Komisyon üyeleri İmralı’ya gitmeden önce de SDG Genel Komutanı Mazlum Abdi de Öcalan’la görüşme isteğini dile getirmişti. Muhtemelen sahadaki gerçekliği Öcalan’a anlatmak istiyordur ki bu açıklamadan İmralı heyetinin Öcalan’ın görüşlerini şeffaf bir şekilde kendilerine ve Kürt kamuoyuna aktarılmamış olabileceği düşüncesini çıkarabiliriz.
Öcalan’ın sahadaki gerçeklik hakkında doğru bilgiye sahip olmadığını düşünüyor olabilir. Veya Suriye yeniden şekillenirken Öcalan’ı SDG’nin kritik pozisyonu doğrultusunda ikna edebileceğini de düşünmüş olabilir. Zira 10 Mart mutabakatından birkaç gün sonra Colani tarafından kabul edilen “geçici anayasa” da Kürtlerin varlığı yok sayılıyor. HTŞ’nin içinde onlarca cihadist örgüt var ve bunları kontrol etmekte zorlanıyor Colani. Kürtler bu insanların insafına nasıl terk edilecek?
Elbette Öcalan başlatılan bu sürecin yalnızca tek yönlü sonuçlar doğurmayacağını, tersine sonuçlar doğurma potansiyeli taşıdığı bilincindedir.
ABD, bir taraftan Colani’yi dünyaya tanıtırken, SDG’yi de Suriye’ye entegre etmeye çalışıyor. Burada başta İsrail olmak üzere bölgedeki tüm aktörlerin memnun olabileceği bir formül üzerinde çalışıyor.

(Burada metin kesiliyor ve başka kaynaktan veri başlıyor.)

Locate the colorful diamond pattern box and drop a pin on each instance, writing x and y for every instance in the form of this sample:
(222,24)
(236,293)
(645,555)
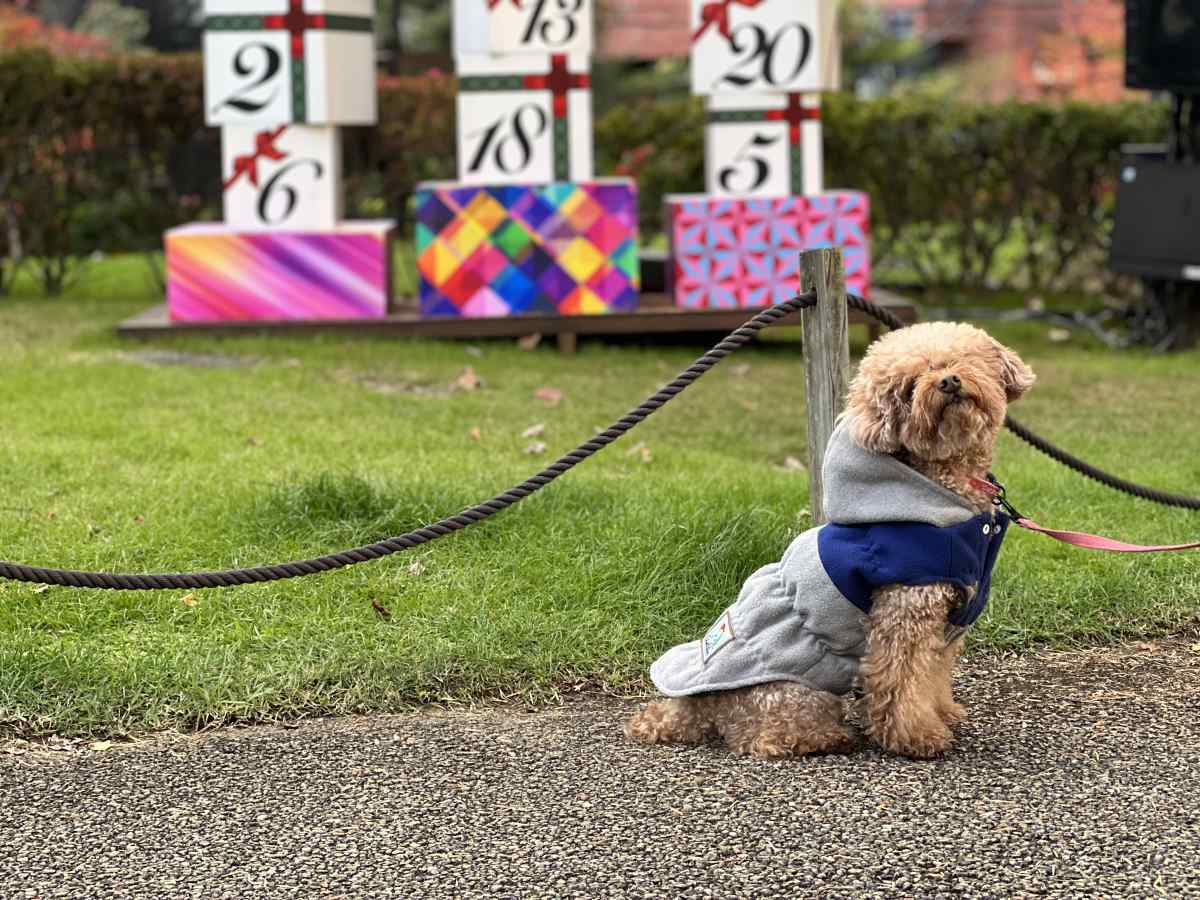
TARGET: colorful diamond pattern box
(507,250)
(219,274)
(744,253)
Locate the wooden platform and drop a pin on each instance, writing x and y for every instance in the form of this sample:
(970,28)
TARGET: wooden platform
(655,316)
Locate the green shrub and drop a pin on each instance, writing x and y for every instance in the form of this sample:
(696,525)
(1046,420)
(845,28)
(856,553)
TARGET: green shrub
(107,154)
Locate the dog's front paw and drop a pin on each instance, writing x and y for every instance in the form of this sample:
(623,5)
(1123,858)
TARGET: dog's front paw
(922,737)
(667,721)
(952,713)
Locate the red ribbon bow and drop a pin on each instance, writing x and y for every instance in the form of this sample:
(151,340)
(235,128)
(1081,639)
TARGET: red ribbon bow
(247,165)
(719,13)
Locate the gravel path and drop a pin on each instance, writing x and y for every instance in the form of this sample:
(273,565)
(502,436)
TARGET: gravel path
(1078,775)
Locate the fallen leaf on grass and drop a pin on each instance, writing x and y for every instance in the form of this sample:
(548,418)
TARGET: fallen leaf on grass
(640,450)
(468,381)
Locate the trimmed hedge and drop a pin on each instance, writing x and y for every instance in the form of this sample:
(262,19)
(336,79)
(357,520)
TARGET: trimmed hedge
(107,154)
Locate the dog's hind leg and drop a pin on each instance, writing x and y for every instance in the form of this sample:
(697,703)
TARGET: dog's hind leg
(941,684)
(905,637)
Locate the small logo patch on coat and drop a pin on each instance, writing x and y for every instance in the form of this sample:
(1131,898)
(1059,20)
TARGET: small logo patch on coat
(719,635)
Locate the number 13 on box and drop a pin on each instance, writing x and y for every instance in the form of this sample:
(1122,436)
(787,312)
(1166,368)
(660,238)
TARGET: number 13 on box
(763,46)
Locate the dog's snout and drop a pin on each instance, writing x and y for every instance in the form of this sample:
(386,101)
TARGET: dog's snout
(951,384)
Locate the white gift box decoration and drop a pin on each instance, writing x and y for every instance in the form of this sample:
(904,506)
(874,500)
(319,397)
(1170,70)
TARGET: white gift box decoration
(274,61)
(525,119)
(508,27)
(287,178)
(763,145)
(765,46)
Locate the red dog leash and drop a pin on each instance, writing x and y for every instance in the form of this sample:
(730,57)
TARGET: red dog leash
(1077,539)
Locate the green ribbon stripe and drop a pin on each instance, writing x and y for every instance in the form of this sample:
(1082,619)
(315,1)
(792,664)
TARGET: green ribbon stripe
(255,23)
(492,83)
(717,117)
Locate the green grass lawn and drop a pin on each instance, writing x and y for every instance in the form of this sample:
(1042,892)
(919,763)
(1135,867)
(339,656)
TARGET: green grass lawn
(115,457)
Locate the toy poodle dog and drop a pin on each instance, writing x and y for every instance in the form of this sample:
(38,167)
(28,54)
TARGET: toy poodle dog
(877,599)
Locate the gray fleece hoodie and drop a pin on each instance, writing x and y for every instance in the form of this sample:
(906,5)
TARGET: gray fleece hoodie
(792,619)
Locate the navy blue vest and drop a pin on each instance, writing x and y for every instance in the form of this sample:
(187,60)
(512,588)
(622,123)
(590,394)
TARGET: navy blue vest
(861,558)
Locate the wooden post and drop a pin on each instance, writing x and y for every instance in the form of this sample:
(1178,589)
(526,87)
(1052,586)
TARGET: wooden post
(826,358)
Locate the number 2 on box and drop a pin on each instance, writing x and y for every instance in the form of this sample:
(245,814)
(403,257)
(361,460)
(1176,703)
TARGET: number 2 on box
(243,69)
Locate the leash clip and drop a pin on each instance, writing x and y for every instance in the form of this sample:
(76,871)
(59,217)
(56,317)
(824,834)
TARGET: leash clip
(1000,498)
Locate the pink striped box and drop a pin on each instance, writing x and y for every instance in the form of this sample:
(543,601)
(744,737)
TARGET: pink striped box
(220,274)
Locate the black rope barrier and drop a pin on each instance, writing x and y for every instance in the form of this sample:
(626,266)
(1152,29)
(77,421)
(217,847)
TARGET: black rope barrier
(735,341)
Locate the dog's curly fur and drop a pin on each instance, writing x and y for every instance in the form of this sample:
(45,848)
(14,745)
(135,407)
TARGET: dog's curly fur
(907,705)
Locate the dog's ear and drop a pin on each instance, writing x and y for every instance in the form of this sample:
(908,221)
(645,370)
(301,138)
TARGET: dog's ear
(1018,377)
(879,406)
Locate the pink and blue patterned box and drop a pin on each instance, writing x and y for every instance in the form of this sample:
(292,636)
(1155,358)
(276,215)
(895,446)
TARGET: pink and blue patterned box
(744,253)
(219,274)
(567,249)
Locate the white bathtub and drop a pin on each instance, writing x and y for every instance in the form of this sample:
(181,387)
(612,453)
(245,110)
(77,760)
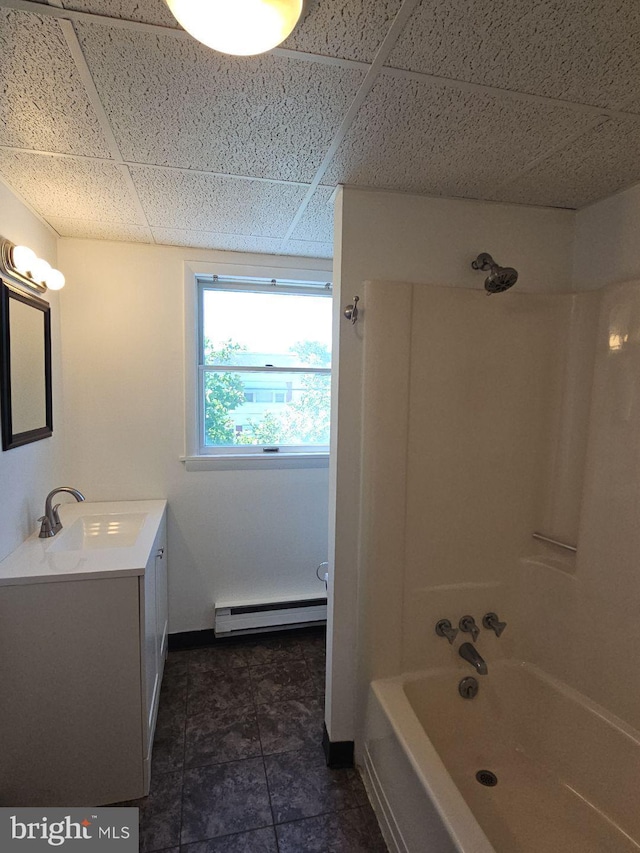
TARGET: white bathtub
(568,772)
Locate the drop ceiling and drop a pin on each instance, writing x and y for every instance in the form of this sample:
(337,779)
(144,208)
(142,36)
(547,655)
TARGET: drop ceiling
(117,125)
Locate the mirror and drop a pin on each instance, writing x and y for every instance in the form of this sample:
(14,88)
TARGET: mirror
(25,367)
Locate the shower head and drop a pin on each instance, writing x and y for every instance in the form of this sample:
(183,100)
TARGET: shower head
(499,278)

CHP’nin tavrına gelecek olursak;
CHP’nin Komisyon’un İmralı Heyetine üye vermeyi reddetmesi stratejik değil ideolojiktir. Ulusalcı – statükocu kanadın kongre öncesi baskısından kaynaklandığını düşünülebilir.
Ak Parti ve MHP’nin gerisine düşen bir çizgide konumlandı CHP.
Maalesef 2015’ten beri süre gelen muhalefet – Kürt ittifakı görmezden gelindi. Büyükşehir belediye Başkanlıklarının çoğunu Kürt oylarıyla aldıklarını hesaba katmadılar.
Hatırlamakta yarar var; CHP Kürt illerinde oyu yüzde 2’lerde gezinirken Kılıçdaroğlu Cumhurbaşkanlığı seçiminde yüzde 62-80 bandında oy aldı.
Kılıçdaroğlu’na “ Anayasaya aykırı, ama evet” diyerek dokunulmazlıkların kaldırılması kararını aldıran CHP içindeki güçlü yapı Özel’e de bu kararda etkin olduğu anlaşılıyor.
CHP, Kürt sorununu kabul etmeyenlerin safında yer aldı.
İnkar politikasını savunanları sevindirdi.
Bakırhan da bu meyanda bir açıklama yaptı: “Bizim ana muhalefet partisinden beklentimiz bu değildi. CHP’nin üye vermeme kararı Kürtleri yaralamıştır, kırmıştır. Tam da yüz yıllık bir yarayı sarmak için sorumluluk almayacaksak ne zaman alacağız.”
“Öcalan’la yapılacak görüşme ona meşruiyet kazandıracak “ propagandasının esiri oldu. Oysaki Öcalan’ın meşruiyet sorunu yoktu, öyle bir derdi de yok. Kaldı ki PKK hareketinin ortak paydası Kürtlük ve Kürdistanilik değil, Apoculuktur. Öcalan aynı zamanda hareketin ideoloğu ve tek belirleyicidir.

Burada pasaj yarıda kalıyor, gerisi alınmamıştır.